The day after Christmas, I posted this on my FB wall:
Love the sunsets in north Texas.
I made it through the second Christmas without Andrew Raymond Duncan with lots of joy and peace and love from family and friends.
We are that much closer to the day we join him at the throne of our Savior.
Have a great weekend!
Clearly, at least one person misunderstood what I meant. She wrote:
I can not–will not– believe that Andrew Raymond Duncan (or anyone else) would want us to count down the days, weeks, years, and holidays until we join him.
Life and the people in our lives are too precious–live for and with those who are alive.
Cherish those who are around you, instead of focusing on those who are not.
Andrew was so full of life–I truly believe it would break his heart to see people treating their lives as a “waiting room” for death.
To clarify, I do not treat my life as a waiting room for death.
And I hope and pray that none of you treat your life as a waiting room for death. Live! Live well! Live with JOY and PEACE and HAPPINESS and GRACE and LOVE!
Reading through the Bible, I have learned that Heaven is a very real and very beautiful place. I do look forward to being there for all eternity. I look forward to seeing my Savior face-to-face and worshiping the Father without distractions. There are many people that I look forward to spending time with: Sarah, Abraham, Joshua, Ester, Rita & Glen Duncan, my dad and mom, Grandmother Estes and her forefathers, children of many of my While We’re Waiting friends and many, many more. I do look forward to hearing Andrew’s laugh and getting a hug from him.

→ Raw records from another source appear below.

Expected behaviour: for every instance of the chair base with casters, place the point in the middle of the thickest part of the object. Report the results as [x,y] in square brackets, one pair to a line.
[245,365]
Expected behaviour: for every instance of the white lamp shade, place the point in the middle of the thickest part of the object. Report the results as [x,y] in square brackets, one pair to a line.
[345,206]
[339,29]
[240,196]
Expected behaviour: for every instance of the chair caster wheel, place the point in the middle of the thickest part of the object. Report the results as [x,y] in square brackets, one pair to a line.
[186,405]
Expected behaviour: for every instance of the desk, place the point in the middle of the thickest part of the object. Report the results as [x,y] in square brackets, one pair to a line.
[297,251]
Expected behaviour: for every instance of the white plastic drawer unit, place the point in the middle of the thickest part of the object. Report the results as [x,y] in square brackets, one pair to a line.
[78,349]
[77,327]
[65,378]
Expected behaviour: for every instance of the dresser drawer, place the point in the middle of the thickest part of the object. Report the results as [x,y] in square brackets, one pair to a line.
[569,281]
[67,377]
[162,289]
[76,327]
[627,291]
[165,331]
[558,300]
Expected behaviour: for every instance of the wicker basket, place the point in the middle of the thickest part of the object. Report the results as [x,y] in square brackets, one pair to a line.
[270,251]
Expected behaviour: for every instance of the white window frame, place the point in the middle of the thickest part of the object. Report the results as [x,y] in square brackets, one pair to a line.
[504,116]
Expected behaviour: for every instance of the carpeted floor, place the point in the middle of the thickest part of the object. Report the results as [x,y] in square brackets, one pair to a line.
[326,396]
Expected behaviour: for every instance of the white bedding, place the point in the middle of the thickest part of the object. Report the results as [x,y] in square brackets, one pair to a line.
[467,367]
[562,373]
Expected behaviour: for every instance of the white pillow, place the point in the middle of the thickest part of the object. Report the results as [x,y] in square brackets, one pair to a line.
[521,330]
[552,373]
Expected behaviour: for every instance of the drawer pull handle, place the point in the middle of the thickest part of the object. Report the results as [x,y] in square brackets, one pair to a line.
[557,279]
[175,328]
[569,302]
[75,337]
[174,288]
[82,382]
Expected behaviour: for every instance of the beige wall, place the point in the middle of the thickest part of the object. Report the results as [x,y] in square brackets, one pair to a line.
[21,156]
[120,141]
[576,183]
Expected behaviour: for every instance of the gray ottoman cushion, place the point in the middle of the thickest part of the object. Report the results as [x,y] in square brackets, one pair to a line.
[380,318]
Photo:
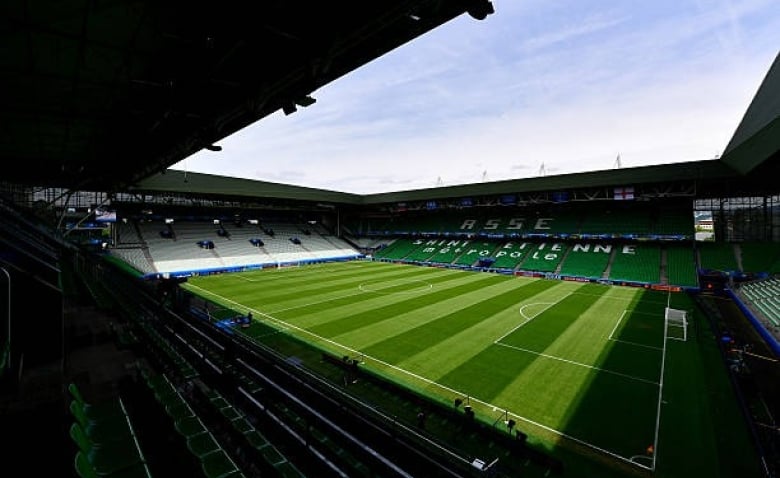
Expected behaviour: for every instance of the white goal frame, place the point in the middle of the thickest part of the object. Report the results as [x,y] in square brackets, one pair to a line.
[676,318]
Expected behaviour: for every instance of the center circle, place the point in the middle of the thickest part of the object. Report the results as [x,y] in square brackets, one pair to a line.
[398,286]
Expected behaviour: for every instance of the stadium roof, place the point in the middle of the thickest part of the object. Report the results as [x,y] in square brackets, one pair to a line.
[106,96]
[750,165]
[99,95]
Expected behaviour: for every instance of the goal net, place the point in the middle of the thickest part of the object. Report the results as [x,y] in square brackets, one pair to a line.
[676,324]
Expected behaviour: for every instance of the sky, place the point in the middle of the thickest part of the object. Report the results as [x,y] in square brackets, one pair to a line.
[538,88]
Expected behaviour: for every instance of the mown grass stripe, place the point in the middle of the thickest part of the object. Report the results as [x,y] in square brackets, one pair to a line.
[340,324]
[398,347]
[357,304]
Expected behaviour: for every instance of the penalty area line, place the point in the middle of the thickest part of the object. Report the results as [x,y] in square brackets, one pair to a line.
[579,364]
[443,387]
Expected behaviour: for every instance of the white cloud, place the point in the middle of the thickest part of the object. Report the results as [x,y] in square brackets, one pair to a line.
[559,83]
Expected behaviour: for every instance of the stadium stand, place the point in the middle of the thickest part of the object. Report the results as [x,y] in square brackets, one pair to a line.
[172,390]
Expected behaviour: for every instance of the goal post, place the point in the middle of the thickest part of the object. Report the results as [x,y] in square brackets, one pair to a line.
[676,324]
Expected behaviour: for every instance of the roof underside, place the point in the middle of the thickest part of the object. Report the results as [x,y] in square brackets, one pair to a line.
[105,96]
[99,95]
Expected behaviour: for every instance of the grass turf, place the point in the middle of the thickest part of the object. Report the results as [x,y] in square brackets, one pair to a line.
[574,361]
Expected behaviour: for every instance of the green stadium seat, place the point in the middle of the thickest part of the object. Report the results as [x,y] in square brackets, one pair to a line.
[218,464]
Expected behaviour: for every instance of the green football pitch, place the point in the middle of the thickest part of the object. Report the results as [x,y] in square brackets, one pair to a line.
[574,361]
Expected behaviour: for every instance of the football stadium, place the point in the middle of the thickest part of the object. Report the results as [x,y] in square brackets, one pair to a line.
[158,322]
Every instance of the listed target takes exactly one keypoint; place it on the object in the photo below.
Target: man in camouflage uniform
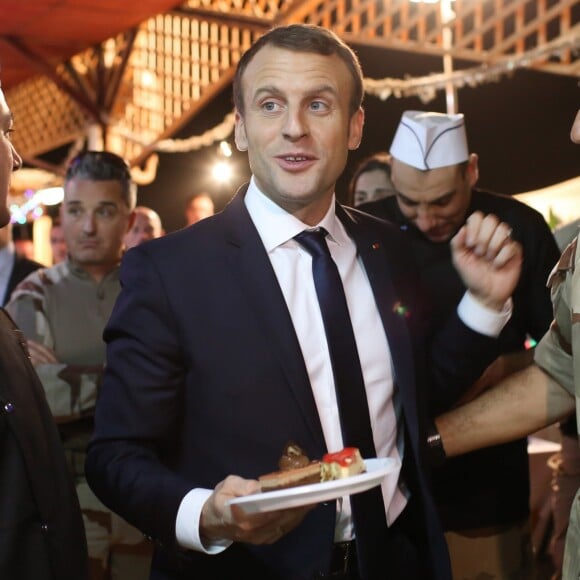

But I am in no hurry to get there.
I have work to do here on earth still! God has prepared work for each of to do while on earth. I want to do the work He has prepared in advance for me to do. And I have lots of things I want to see and do. I want to learn to solo hang glide. I want to truly understand the book of Romans. I want to lose another 15 pounds and run a half marathon. I want to travel with Ron when we do not have to be any place. I want to read a few books and finish more Precept studies. I want to see what direction my young adult children choose. I want to see Israel. I want more grandchildren.
I enjoy my life. I enjoy the journey.
I have many friends who have lost children in the past year or two. Many of them are my “friends” on Facebook. I try to post encouragement to them, to encourage them that as time goes by, the pain gets less. In time, the deep sorrow dissipates. In time, laughter and joy and healing will come. Many of us count the time since we last saw our child alive: 7 weeks, 157 days, 16 months, 4 1/2 years. Rather than looking back to the time we last saw them, some of us try to look forward: I am 7 weeks closer to the reunion in Heaven, 157 days closer to seeing Jesus, 16 months further down the road to true healing, 4 1/2 years closer to seeing my son again.
It is a way to turn our sorrow into hope. Our pain into healing. Our grief into looking toward a future. A way to begin living again after a painful death.
Looking forward to something does not mean we don’t live for today. Wanting to see someone does not mean I care less for those around me. Heading towards a goal does not mean I do not enjoy the journey towards the finish line.
There is joy in this journey along with some pain and lots of challenges. But a joyful journey it is.